L a théorie a tenté d'expliquer les fragilités à l'origine des crises de change par différentes générations de modèles, mais ces derniers se sont avérés infructueux au cours du temps. En effet, même si ces modèles peuvent avoir un écho positif sur la compréhension des crises récentes, chaque génération a été dépassée par les faits en raison de l'évolution des structures financières internationales et de la nature des crises. À l'origine, les modèles de première génération ont cherché à expliquer les crises de balance des paiements des années 70-80. Ensuite, les modèles de deuxième génération ont tenté d'apporter une réponse aux crises du Système monétaire européen (SME) de 1992-93. Enfin, les modèles de troisième génération ont essayé de comprendre les crises mexicaine (1994-95) et asiatiques (1997-98), à dominante bancaire et financière.
Les modèles de première génération vont être élaborés par Krugman (1979) et affinés ensuite par Flood et Garber (1984). Ces épisodes de surendettement public, qui renvoient aux crises de balance des paiements des années 1970 et 1980 en Amérique latine, sont considérés comme inéluctables. Témoignant d'antécédents d'inflation élevée, ces pays ont cherché à adopter des taux de change fixe pour gagner en crédibilité auprès des marchés financiers, mais sans pour autant poursuivre une rigueur suffisante au niveau de la gestion de leurs finances publiques. Au début des années 1980, ils ont de surcroît été frappés de plein fouet par l'effondrement du prix des matières premières et par le brutal resserrement de la politique monétaire américaine de 1979, à l'origine du défaut mexicain de 1982.

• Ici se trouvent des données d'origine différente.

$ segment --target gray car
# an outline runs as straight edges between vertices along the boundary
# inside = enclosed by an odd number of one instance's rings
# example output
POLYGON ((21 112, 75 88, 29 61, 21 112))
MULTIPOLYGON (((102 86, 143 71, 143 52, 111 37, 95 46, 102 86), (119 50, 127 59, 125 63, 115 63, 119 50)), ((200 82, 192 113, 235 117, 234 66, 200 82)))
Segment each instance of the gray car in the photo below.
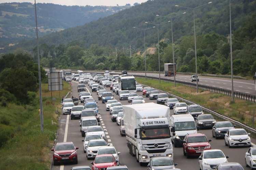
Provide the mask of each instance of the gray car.
POLYGON ((177 164, 174 164, 170 157, 168 156, 157 156, 151 158, 147 165, 147 170, 160 170, 175 168, 177 164))

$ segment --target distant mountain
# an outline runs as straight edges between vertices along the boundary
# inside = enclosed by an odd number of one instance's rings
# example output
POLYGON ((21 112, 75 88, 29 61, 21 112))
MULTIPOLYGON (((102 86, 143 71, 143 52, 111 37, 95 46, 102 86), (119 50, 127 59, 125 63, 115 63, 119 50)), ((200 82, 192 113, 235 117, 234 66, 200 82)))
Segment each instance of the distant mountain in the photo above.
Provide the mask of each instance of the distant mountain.
MULTIPOLYGON (((130 6, 67 6, 37 4, 40 36, 82 25, 112 15, 130 6)), ((34 37, 34 6, 24 2, 0 3, 0 48, 34 37)))

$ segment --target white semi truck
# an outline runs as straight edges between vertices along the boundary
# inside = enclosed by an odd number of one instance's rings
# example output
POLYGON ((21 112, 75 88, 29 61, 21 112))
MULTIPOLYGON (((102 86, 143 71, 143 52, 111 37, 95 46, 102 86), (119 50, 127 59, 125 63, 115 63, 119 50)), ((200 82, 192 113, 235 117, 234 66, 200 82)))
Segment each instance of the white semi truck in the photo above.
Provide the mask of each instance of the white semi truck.
POLYGON ((124 121, 129 152, 141 165, 151 157, 173 160, 170 129, 170 108, 154 103, 123 106, 124 121))

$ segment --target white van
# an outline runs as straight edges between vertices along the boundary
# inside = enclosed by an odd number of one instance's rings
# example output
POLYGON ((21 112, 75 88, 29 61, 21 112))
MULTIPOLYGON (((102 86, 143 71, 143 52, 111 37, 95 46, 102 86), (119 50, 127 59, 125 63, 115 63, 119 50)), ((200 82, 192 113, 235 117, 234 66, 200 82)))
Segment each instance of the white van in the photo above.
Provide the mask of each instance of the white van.
POLYGON ((187 134, 197 133, 195 119, 190 114, 175 115, 171 117, 170 126, 172 142, 175 147, 183 145, 185 136, 187 134))

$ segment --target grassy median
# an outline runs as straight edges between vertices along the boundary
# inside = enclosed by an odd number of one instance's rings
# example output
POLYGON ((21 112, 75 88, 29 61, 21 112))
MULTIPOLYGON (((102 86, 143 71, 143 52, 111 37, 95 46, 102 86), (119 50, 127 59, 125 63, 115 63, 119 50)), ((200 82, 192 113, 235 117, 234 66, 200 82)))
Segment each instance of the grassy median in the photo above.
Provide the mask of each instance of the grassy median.
MULTIPOLYGON (((230 102, 231 98, 224 95, 157 80, 136 78, 138 83, 147 85, 190 100, 211 110, 215 111, 256 127, 254 119, 256 117, 256 104, 251 102, 235 99, 234 103, 230 102)), ((256 121, 256 119, 255 119, 256 121)))
POLYGON ((42 85, 43 133, 40 130, 38 94, 34 94, 29 104, 11 103, 0 106, 0 129, 3 130, 0 140, 3 139, 1 138, 10 138, 0 148, 1 169, 49 169, 50 149, 58 128, 60 101, 69 91, 69 84, 63 83, 63 90, 53 92, 53 100, 48 91, 47 84, 42 85))

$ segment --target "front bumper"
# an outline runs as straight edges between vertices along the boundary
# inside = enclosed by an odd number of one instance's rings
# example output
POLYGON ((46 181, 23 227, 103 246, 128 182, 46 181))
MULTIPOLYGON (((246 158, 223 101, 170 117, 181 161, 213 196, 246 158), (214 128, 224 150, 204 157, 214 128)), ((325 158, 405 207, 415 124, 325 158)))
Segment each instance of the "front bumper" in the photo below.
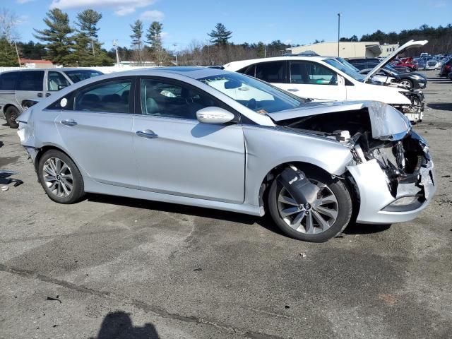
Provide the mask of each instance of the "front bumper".
MULTIPOLYGON (((359 195, 359 212, 357 222, 363 224, 391 224, 410 221, 420 213, 432 199, 435 186, 434 168, 432 160, 420 172, 420 182, 423 187, 423 196, 419 203, 407 206, 399 211, 388 210, 388 206, 397 199, 407 196, 406 190, 394 197, 389 191, 386 177, 376 160, 353 166, 347 166, 353 177, 359 195), (412 206, 412 209, 410 208, 412 206)), ((413 183, 412 189, 415 189, 413 183)), ((420 189, 417 189, 417 191, 420 189)))

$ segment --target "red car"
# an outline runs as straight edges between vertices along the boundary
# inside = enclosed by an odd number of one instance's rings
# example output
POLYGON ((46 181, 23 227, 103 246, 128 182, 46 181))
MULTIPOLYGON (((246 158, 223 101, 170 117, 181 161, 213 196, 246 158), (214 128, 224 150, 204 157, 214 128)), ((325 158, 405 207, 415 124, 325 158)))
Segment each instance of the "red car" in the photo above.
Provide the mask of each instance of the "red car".
POLYGON ((417 71, 417 65, 412 61, 412 58, 400 58, 396 66, 408 67, 411 71, 417 71))

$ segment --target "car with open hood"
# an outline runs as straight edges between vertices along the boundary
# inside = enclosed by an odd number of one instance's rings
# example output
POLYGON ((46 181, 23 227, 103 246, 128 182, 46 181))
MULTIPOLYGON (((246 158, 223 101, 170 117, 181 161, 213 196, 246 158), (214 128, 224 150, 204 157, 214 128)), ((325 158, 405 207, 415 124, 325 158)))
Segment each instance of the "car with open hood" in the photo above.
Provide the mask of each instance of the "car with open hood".
POLYGON ((435 191, 427 142, 381 102, 311 102, 221 69, 81 81, 19 117, 47 196, 88 192, 262 216, 324 242, 349 222, 415 218, 435 191))
POLYGON ((372 83, 372 77, 398 54, 427 41, 411 40, 394 51, 366 76, 329 56, 287 56, 233 61, 225 69, 263 80, 300 97, 328 100, 376 100, 389 104, 412 121, 422 119, 422 92, 372 83))

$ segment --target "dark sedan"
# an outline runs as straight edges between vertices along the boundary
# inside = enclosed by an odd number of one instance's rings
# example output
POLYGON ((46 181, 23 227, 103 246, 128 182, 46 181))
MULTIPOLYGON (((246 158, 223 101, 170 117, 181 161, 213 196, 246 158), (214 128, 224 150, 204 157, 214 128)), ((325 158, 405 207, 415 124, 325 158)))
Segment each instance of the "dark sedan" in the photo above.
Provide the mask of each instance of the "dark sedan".
MULTIPOLYGON (((359 71, 361 74, 367 74, 371 69, 363 69, 359 71)), ((396 72, 392 69, 388 65, 385 66, 380 70, 380 73, 386 76, 391 76, 396 79, 396 82, 400 85, 405 86, 409 89, 421 89, 423 90, 427 86, 427 78, 422 74, 413 72, 396 72)))

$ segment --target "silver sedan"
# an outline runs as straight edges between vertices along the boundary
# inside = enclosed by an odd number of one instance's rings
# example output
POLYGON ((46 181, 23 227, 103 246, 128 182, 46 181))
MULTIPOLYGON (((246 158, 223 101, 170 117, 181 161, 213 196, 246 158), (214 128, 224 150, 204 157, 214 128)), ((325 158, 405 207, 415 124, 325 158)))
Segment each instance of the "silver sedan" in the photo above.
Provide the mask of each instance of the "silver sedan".
POLYGON ((324 242, 350 222, 415 218, 435 191, 426 141, 377 102, 303 100, 208 68, 81 81, 29 108, 18 134, 48 196, 95 192, 262 216, 324 242))

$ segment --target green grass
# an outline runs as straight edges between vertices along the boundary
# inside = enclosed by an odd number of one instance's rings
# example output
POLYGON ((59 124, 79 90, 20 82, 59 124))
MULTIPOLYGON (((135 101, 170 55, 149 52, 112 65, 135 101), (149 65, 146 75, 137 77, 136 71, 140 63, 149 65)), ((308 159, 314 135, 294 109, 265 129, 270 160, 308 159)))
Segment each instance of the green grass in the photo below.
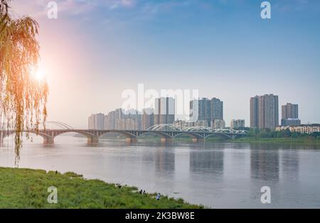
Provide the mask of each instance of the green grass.
POLYGON ((0 168, 0 208, 203 208, 156 193, 140 195, 134 187, 86 180, 74 173, 0 168), (48 187, 58 188, 58 204, 49 204, 48 187))
POLYGON ((234 140, 228 140, 228 142, 234 143, 304 143, 304 144, 320 144, 320 140, 308 138, 249 138, 243 137, 234 140))

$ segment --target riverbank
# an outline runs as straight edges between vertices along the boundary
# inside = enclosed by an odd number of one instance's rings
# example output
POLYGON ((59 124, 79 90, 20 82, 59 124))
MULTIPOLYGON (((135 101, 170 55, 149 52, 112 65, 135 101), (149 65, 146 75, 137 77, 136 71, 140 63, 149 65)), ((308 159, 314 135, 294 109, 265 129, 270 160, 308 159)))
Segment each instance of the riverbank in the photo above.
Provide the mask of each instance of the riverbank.
POLYGON ((239 138, 236 139, 227 140, 233 143, 299 143, 320 145, 320 140, 308 138, 239 138))
POLYGON ((0 208, 202 208, 182 199, 156 193, 141 195, 138 188, 86 180, 74 173, 0 168, 0 208), (58 190, 58 203, 47 201, 49 187, 58 190))

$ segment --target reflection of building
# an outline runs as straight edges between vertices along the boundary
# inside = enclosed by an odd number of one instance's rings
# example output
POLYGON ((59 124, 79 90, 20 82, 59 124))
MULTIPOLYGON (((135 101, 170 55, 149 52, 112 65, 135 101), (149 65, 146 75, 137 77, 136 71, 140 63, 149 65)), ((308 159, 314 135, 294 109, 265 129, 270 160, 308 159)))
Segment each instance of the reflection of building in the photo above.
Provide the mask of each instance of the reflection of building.
POLYGON ((273 145, 250 145, 251 177, 262 180, 278 180, 279 164, 279 151, 273 145))
POLYGON ((243 120, 243 119, 238 119, 238 120, 233 119, 233 120, 231 120, 231 122, 230 124, 230 127, 231 129, 245 128, 245 120, 243 120))
POLYGON ((88 129, 95 130, 105 129, 105 114, 92 114, 88 119, 88 129))
POLYGON ((221 119, 211 121, 211 128, 213 129, 222 129, 225 128, 225 122, 221 119))
POLYGON ((282 126, 297 126, 301 124, 298 115, 298 104, 287 103, 282 107, 282 126))
POLYGON ((223 119, 223 102, 217 98, 202 98, 190 102, 191 116, 196 121, 206 121, 208 126, 214 119, 223 119))
POLYGON ((278 126, 276 128, 276 131, 282 131, 287 129, 289 129, 291 132, 311 134, 314 132, 320 132, 320 124, 302 124, 299 126, 278 126))
POLYGON ((156 173, 174 172, 175 154, 168 150, 158 149, 155 153, 154 164, 156 173))
POLYGON ((223 150, 190 153, 190 170, 194 173, 223 174, 223 150))
POLYGON ((174 124, 175 113, 175 100, 174 98, 156 98, 154 105, 154 124, 155 125, 174 124))
POLYGON ((250 126, 274 129, 279 125, 278 96, 265 94, 250 98, 250 126))

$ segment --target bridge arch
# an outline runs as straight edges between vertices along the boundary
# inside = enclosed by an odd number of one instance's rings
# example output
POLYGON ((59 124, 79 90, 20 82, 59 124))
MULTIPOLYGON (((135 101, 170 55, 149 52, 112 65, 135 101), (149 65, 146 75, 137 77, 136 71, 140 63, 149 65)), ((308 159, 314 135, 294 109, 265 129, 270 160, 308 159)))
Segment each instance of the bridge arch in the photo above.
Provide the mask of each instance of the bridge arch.
POLYGON ((146 131, 144 134, 142 134, 142 136, 145 136, 147 134, 150 134, 150 135, 156 135, 156 136, 159 136, 163 138, 173 138, 172 136, 163 132, 163 131, 146 131))
POLYGON ((192 138, 196 138, 196 139, 203 138, 203 137, 201 135, 200 135, 198 134, 196 134, 196 133, 193 133, 193 132, 181 132, 181 133, 178 133, 178 134, 176 134, 174 136, 174 138, 176 138, 176 137, 178 137, 180 136, 183 136, 183 135, 190 136, 192 138))
POLYGON ((105 134, 107 134, 109 133, 117 133, 117 134, 123 135, 127 138, 137 138, 136 135, 132 134, 129 131, 125 131, 125 130, 123 130, 123 131, 122 131, 122 130, 104 130, 102 131, 102 132, 100 134, 99 134, 99 136, 97 136, 98 138, 101 137, 105 134))
POLYGON ((223 138, 226 138, 226 139, 232 139, 233 137, 233 136, 228 135, 228 134, 223 134, 223 133, 213 133, 213 134, 210 134, 204 137, 204 138, 206 139, 206 138, 210 138, 210 137, 212 137, 212 136, 222 136, 223 138))

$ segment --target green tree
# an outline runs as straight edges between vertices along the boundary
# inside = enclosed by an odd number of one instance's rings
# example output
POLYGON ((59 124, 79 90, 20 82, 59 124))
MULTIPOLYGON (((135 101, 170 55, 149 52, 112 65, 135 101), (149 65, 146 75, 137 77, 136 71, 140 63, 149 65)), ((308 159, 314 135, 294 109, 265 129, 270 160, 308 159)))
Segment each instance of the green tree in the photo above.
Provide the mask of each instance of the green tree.
POLYGON ((10 1, 0 0, 0 110, 1 122, 15 131, 17 163, 23 131, 38 130, 46 121, 48 89, 31 74, 39 58, 38 25, 28 16, 14 19, 10 1))

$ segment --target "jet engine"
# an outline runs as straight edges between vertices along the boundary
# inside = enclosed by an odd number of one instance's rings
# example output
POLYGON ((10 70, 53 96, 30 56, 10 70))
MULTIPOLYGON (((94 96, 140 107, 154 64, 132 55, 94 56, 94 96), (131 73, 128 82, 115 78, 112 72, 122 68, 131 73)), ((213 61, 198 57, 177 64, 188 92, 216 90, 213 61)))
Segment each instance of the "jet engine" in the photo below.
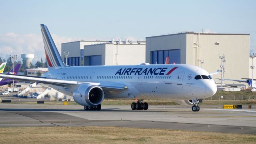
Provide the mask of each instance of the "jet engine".
POLYGON ((192 100, 174 100, 173 102, 183 106, 192 106, 192 100))
POLYGON ((98 86, 82 84, 73 92, 75 102, 85 106, 96 106, 104 99, 104 92, 98 86))

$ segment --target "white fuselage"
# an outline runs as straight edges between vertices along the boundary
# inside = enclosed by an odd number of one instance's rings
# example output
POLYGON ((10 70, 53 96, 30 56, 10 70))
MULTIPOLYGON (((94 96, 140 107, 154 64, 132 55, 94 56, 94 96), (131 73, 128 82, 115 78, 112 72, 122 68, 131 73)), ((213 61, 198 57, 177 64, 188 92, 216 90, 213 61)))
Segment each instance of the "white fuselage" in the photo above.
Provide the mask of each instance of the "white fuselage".
MULTIPOLYGON (((213 80, 194 78, 197 75, 209 75, 198 67, 180 64, 68 67, 51 71, 44 76, 127 86, 126 90, 120 92, 110 90, 105 93, 106 98, 191 100, 205 98, 215 94, 216 88, 213 80)), ((50 86, 70 96, 77 86, 50 86)))

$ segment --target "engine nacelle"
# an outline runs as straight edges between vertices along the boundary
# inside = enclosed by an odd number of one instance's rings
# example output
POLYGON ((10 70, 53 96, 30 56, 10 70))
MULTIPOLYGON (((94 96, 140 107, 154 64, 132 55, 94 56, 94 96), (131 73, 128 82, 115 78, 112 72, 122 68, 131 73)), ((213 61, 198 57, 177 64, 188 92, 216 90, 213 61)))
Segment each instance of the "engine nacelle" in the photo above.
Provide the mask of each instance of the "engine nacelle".
POLYGON ((82 106, 96 106, 104 99, 104 92, 98 86, 82 84, 73 92, 75 102, 82 106))
POLYGON ((183 106, 192 106, 192 100, 174 100, 173 102, 183 106))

Krugman observe des régularités empiriques avant les crises de change. Les réserves de change déclinent graduellement dans un premier temps. Mais, bien avant qu'elles ne se soient épuisées, une attaque spéculative les élimine soudainement dans un second temps. Deux variables sont alors susceptibles de conduire à la baisse des réserves.
- Les prix anticipés : Krugman explique la baisse des réserves par le changement dans la composition des portefeuilles. En change fixe, pour contrecarrer la vente de monnaie nationale contre devises, les autorités détiennent des réserves et se tiennent prêtes à les échanger afin de maintenir la parité. Par exemple, une hausse anticipée du niveau général des prix déprécie la valeur du portefeuille des investisseurs.
- L'excès d'offre de monnaie : les réserves peuvent aussi varier si l'offre de monnaie est supérieure à la demande. Quand les autorités émettent plus de monnaie que le secteur privé ne souhaite en détenir, les investisseurs échangent cette monnaie domestique contre de la monnaie étrangère. De ce fait, le financement des déficits budgétaires par création monétaire peut être à l'origine de la baisse des réserves.
Ainsi, dans un contexte de mobilité parfaite des capitaux, une politique monétaire laxiste est incompatible avec le maintien d'une parité fixe et peut conduire à l'effondrement du change (triangle d'incompatibilité de Mundell). Plusieurs variables permettent donc d'expliquer les crises des années 70-80 en Amérique latine : les réserves de change, le crédit intérieur, le déficit budgétaire et l'inflation anticipée.
Flood et Garber (1984 b) ont prolongé le modèle de Krugman en précisant le timing des crises. Pour rendre prévisible leur déclenchement, ils introduisent le concept de taux de change " shadow" (le taux de change qui aurait prévalu si les agents avaient épuisé progressivement toutes les réserves). Cette notion permet de relier le régime de change fixe avant effondrement, au régime de change flottant après effondrement. Un enseignement majeur du modèle de Flood et Garber est que la date de l'abandon du change fixe ne dépend pas seulement des fondamentaux, mais aussi des comportements spéculatifs arbitraires. Cela tend à relativiser la capacité des indicateurs avancés à prévoir les crises.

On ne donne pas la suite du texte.